で、1番恐ろしかったのが、その死んだ感染者たちをゴミ焼却場みたいなところにまるでクレーンキャッチャーのようにボロボロ落としながら、クレーンで掴んでばら撒き、積まれた死体の山を火炎放射器で焼くという…人間を人間とも思わない、あまりの扱いに愕然としてしまった。え?この国はディストピアかなんかですか?

で、そんな中でチャン・ヒョク演じる救急隊員のジグと医者のイネ、そのイネの娘のミルがなんとか生き残ろうとするんだけど、まぁジグはいいやつ。ちょっと「海猿」じみた威勢のいい感じはありつつも、ちゃんと幼いミルを第一に考えつつ、ちゃんとそれ以外の市井の人々の窮地にも放って置けず助けにいっちゃう漢。ただ、今作のヒロイン、イネがまた問題で娘であるミルの感染が発覚しちゃって、そうなった後、PCR検査を掻い潜って、その事実を隠しちゃう。いや、わかるよお母さんだもん。ただ、やっぱその前に医者でしょーが!!我が子可愛さのあまりの自分勝手さに辟易してしまった。

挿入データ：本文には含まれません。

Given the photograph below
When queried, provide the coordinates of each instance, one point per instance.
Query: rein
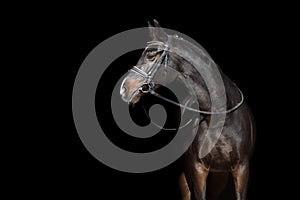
(149, 85)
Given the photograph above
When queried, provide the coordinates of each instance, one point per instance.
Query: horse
(233, 149)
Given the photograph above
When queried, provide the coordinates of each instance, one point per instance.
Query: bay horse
(234, 147)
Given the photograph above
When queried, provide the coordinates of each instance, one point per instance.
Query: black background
(243, 41)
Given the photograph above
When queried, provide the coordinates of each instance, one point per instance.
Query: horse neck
(199, 87)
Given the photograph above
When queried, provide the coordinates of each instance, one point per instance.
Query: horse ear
(156, 32)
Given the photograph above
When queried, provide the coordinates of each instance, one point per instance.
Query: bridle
(149, 84)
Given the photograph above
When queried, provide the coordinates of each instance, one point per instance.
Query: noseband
(163, 59)
(149, 84)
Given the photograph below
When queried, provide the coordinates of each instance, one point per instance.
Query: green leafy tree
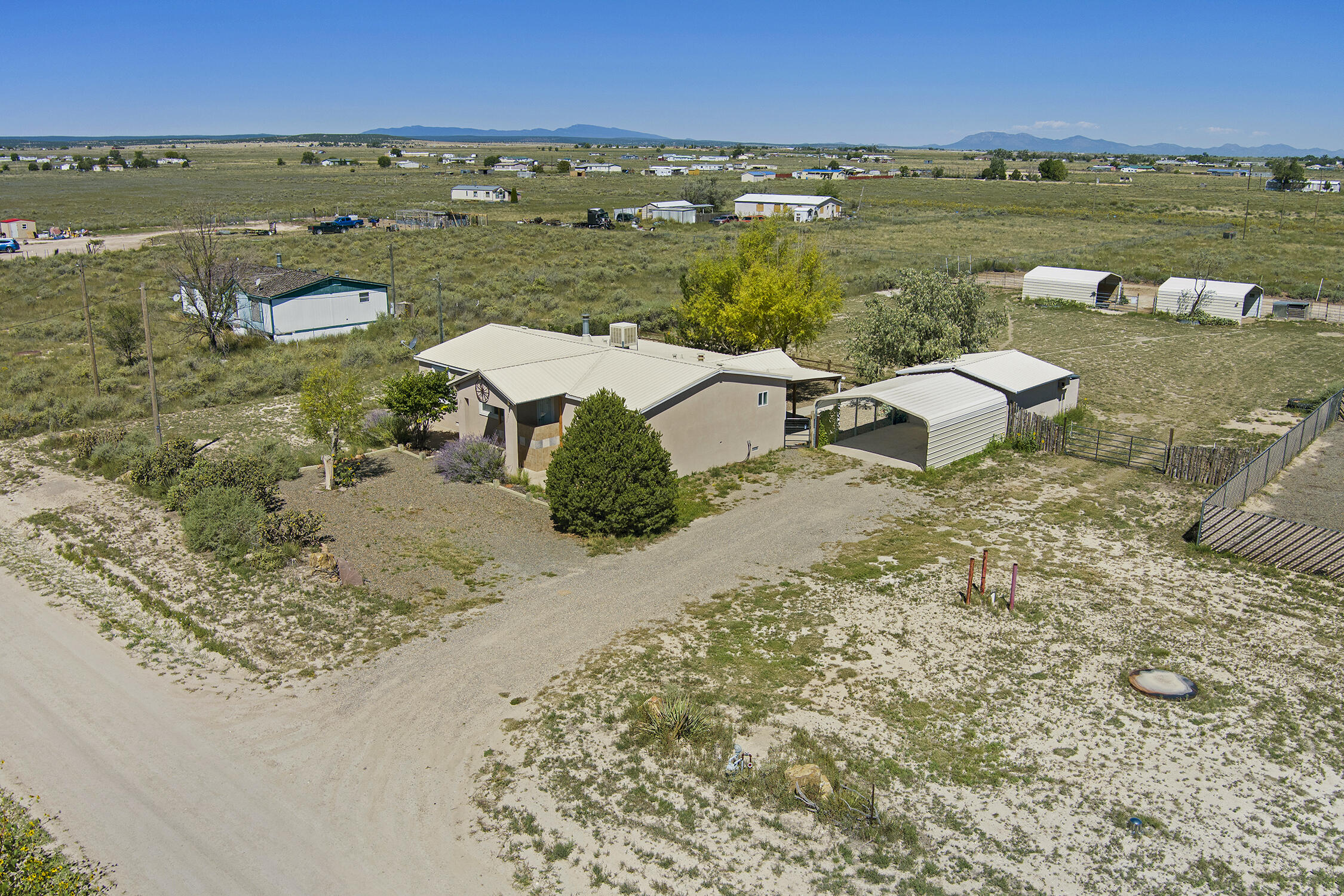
(610, 474)
(1053, 170)
(122, 331)
(331, 405)
(769, 292)
(932, 317)
(1288, 172)
(421, 400)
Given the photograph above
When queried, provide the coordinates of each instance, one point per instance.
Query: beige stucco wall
(713, 425)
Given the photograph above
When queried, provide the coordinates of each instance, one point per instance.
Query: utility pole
(93, 357)
(149, 355)
(440, 285)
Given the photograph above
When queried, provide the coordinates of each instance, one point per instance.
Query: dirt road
(374, 769)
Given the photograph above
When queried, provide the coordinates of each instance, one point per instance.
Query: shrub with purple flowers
(471, 458)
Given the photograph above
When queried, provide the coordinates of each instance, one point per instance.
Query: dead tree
(208, 278)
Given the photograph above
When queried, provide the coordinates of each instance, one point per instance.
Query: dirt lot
(1311, 489)
(418, 538)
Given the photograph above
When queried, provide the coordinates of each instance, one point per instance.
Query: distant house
(802, 207)
(19, 228)
(1233, 301)
(480, 194)
(674, 210)
(289, 305)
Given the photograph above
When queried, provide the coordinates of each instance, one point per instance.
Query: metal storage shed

まぁ、作り手もそれに対しては十分わかっているのか、そのミルがワクチン作成の鍵になるんだけどね。

あとは有名どころだと、韓国きってのクセメン俳優ユ・ヘジン(「スペース・スウィーパーズ」)が先輩救急隊員のコメディリリーフとして相変わらずの三枚目具合を発揮していい感じなんだけど、なんとあのマブリーことマ・ドンソク(「犯罪都市 THE ROUNDUP」)がなんとジグと敵対する政府側の人間として登場している!!いつもの「気は優しくて力持ち」キャラではなく、完全な悪役として立ち回るのですげぇ新鮮だった(ちなみにまだパンプアップする前なのか、割とほっそりしている)。

そんな感じでキャラクター面、特にイネ関連ではかなりモヤモヤが残る作りではあるんだけど、特に終盤にかけてエンタメ度が増してくるし、何より人間クレーンの絶望感と煉獄感を観るだけでも観る価値はある一本。